In 2009, the company expects organic sales growth of 2% to 5%.
"We're actually fortunate we're still in an industry that's growing," Lafley said. "It's slow. It's a slog. But it's still growing."
P&G posted a 61% increase in earnings per share in the third quarter, including gains from the spinoff of the Folgers brand last fall to J.M. Smuckers. The company said its sales revenue was up 2% on price increases and positive product mix, although net sales--at $20.4 billion--were 3% off the same quarter last year.
Lafley said that even with the economy staggering, the company grew organic sales 2%. "We expect the environment will remain difficult and highly volatile--at least in the near term," he said. The company said increases were led by products in the baby and family care, snacks and pet care portfolios.
The company said sales volume dropped 3% in the fourth quarter because of trade inventory reductions and consumption declines.

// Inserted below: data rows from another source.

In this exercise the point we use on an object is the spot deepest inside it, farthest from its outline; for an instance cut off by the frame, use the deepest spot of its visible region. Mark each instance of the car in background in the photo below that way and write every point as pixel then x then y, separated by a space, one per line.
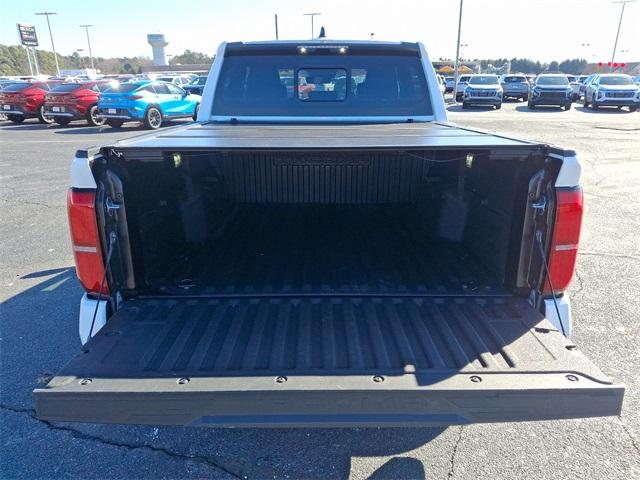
pixel 442 85
pixel 575 85
pixel 179 80
pixel 461 85
pixel 551 89
pixel 585 82
pixel 75 101
pixel 148 102
pixel 612 90
pixel 515 86
pixel 483 90
pixel 196 86
pixel 23 100
pixel 450 82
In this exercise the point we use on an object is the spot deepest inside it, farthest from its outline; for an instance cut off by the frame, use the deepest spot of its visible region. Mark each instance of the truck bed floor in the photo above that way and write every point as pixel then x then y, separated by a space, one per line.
pixel 248 336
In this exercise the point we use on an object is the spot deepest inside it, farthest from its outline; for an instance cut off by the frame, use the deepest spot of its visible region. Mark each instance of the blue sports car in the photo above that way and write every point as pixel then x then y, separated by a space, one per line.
pixel 148 102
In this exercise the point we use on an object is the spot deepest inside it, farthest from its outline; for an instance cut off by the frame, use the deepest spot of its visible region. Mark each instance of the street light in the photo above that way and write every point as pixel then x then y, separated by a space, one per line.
pixel 456 73
pixel 79 52
pixel 55 55
pixel 311 15
pixel 615 45
pixel 86 27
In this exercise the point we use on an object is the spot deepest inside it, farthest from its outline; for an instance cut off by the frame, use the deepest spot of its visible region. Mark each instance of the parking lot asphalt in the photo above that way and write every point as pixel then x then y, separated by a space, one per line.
pixel 38 334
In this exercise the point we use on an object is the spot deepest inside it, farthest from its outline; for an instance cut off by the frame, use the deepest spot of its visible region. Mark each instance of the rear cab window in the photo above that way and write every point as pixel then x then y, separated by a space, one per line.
pixel 123 88
pixel 324 83
pixel 515 79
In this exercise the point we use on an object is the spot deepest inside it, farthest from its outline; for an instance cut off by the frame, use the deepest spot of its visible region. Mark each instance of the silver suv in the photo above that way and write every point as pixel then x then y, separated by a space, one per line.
pixel 460 86
pixel 612 90
pixel 483 90
pixel 515 86
pixel 551 89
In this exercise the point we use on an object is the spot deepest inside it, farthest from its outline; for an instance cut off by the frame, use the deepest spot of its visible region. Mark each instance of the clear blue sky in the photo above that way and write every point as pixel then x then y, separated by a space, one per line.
pixel 539 29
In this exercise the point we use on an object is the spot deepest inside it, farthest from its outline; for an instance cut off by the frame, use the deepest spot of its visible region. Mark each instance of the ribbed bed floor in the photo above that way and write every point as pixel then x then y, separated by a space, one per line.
pixel 291 249
pixel 247 336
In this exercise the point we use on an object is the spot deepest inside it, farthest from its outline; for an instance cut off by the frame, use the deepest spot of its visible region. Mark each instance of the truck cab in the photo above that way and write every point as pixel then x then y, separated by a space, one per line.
pixel 322 248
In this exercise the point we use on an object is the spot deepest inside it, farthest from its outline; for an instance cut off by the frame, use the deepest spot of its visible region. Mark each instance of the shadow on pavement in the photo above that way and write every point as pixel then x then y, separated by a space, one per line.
pixel 39 335
pixel 87 130
pixel 399 467
pixel 602 110
pixel 28 126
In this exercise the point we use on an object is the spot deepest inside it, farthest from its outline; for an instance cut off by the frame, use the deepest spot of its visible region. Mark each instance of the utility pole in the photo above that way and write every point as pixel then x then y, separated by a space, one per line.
pixel 55 55
pixel 457 64
pixel 615 45
pixel 26 49
pixel 311 15
pixel 86 27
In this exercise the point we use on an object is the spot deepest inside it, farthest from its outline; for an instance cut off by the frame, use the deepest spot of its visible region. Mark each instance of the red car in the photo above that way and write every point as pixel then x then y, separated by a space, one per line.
pixel 75 101
pixel 26 100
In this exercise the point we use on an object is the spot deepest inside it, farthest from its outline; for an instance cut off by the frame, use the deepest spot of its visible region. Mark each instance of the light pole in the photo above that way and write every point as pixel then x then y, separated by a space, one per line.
pixel 86 28
pixel 79 51
pixel 462 50
pixel 456 73
pixel 311 15
pixel 615 45
pixel 55 55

But price increases added 4% and product mix added one percent to net sales.
P&G reported that net sales within its beauty-products portfolio decreased 4% to $4.9 billion last quarter. Within the segment, P&G's retail hair care-product sales volume grew by single digits because of growth in developing regions. P&G said every product in the category grew in global sales, led by Head & Shoulders, Herbal Essences, Rejoice and Nice 'N Easy. The company said skin-care product sales decreased by mid-single-digit percentages because the company spun off its Noxzema brand.
Grooming product sales decreased 7% to $2.0 billion, per the company--which said declines were driven by a double-digit decline in sales of Braun products, although price increases across premium shaving systems boosted net sales by 4%. The company says Braun volume declined because of market contraction, the exits of Braun's U.S. home appliance and Tassimo coffee appliance businesses and trade inventory reductions.
P&G says its grooming category could have been worse: strong sales and product line expansions within the Gillette Fusion line--now the largest brand in P&G's U.S. market for shaving systems--bolstered the category. The brand saw double-digit growth offset by a high-single-digit decline of Mach3. It also posted a 1% increase in global market share of blades and razors.
Health-care products dropped 6% because of the double-digit decline of Prilosec OTC reflux medication, which lost marketplace exclusivity in North America and because of the company's divestiture of the ThermaCare brand. Also off were net sales of Snacks and Pet Care by 1% to $0.8 billion, and fabric and home care products by 4% to $5.8 billion for the quarter.
The only category that saw sales gains was Baby Care and Family Care, whose net sales increased 3% during the quarter to $3.5 billion on 1% volume growth. The company said price increases to recover commodity costs helped drive a 7% increase in sales growth. Baby Care product sales were driven by Pampers in developing regions, while Family Care decreased by low single digits because shipments of Charmin tissue offset gains made by Bounty.